The illustrations feel wide and open, with the important characters always in the foreground, the action always visible. Visual interest is kept in each page through the bright colors, the action (and the interplay with the text), and the movement between full spread illustrations and single-page illustrations, some with color borders, some bleeding right to the edges of the pages. Visual interest is also heightened when, in illustartions with colored borders, some part of the character or letter bursts right through the edge of the border. Creative sound effects are also drawn in huge, cartoonish letters, bringing both a visual and textual interest.

Backgrounds are clean, allowing the figures to pop into the forefront; some backgrounds are simple washes of color, while others have more detail showing landscape, sky, or a room, but never overpowering the character or the action. Backgrounds also have less detail and texture, again allowing the characters to move to the forefront. Fine black lines outline the characters, also making them stand out, the width of the line changing for emphasis. There is also a good use of shading to emphasize body shape, folds of clothing, and light and dark. The illustrations have a smooth feel to them, with texture coming in the most in some setting details, such as trees or mountains. Common comic book conventions are used; besides the speech/thought bubbles and editorial comments, there are also lines used to show movement, action, or loud speech; sound effects written in large letters; spandex costumed superheroes with perfect proportions; and more.

McLeod obviously had fun creating his heroes; the costumes and abilities are all different, yet all clearly fitting the super-hero genre with spandex-like suits of different types and colors. Comicbook fans will enjoy seeing the similarities between some of the heroes in this book and those from popular comic publishers such as DC and Marvel such as the Invisible Woman (think the Fantasic Four), Multiple Man (think X-Factor Jamie Madrox), Hawkman (think DC), and Nightcrawler (think X-Men).

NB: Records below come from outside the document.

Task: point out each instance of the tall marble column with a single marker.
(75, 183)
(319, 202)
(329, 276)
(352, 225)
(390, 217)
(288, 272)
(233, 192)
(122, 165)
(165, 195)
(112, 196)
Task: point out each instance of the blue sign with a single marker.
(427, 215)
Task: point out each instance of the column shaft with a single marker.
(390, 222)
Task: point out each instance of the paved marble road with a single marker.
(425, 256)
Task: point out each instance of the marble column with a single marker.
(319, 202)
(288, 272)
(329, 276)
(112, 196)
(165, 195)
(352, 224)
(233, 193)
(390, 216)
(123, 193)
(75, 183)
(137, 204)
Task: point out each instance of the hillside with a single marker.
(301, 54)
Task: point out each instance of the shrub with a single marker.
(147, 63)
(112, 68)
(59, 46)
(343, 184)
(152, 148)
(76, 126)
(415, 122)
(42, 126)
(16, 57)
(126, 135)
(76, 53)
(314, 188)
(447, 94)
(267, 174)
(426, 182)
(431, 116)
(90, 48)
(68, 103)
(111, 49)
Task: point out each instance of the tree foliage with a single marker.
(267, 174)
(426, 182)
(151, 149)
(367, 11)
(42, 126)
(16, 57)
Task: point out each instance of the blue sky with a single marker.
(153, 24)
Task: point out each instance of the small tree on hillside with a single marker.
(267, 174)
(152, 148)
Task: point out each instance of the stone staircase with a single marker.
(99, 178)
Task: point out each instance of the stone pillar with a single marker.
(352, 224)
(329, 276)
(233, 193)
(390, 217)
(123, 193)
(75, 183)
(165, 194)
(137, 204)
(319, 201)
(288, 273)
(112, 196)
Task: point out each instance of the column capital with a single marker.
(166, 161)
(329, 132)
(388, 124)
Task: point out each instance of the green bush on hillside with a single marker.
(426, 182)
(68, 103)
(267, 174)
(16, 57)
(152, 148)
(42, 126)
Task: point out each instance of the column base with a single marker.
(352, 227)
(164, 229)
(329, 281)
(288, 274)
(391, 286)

The end papers have headshots of all the superheroes in the book, from A-Z, saying their letter, the illustrations in shades of blue, each illustration in its own comic-strip box. This is a wonderful fun touch, and great design. Another nice touch that again perfectly fits the superhero theme and genre is that the author and publisher names on the inside title page are in speech balloons, as is the dedication, and the author/illustrator is drawn at the back above the author information.

This is a truly fun, delightful ABC book, perfect for young ones and also for comic-book lovers and readers who like superheroes and fantasy. ABC books can sometimes be dull, feel forced, or merely instructive--but this ABC book is unique, fun, and funny--there's nothing boring about it. Highly recommended!"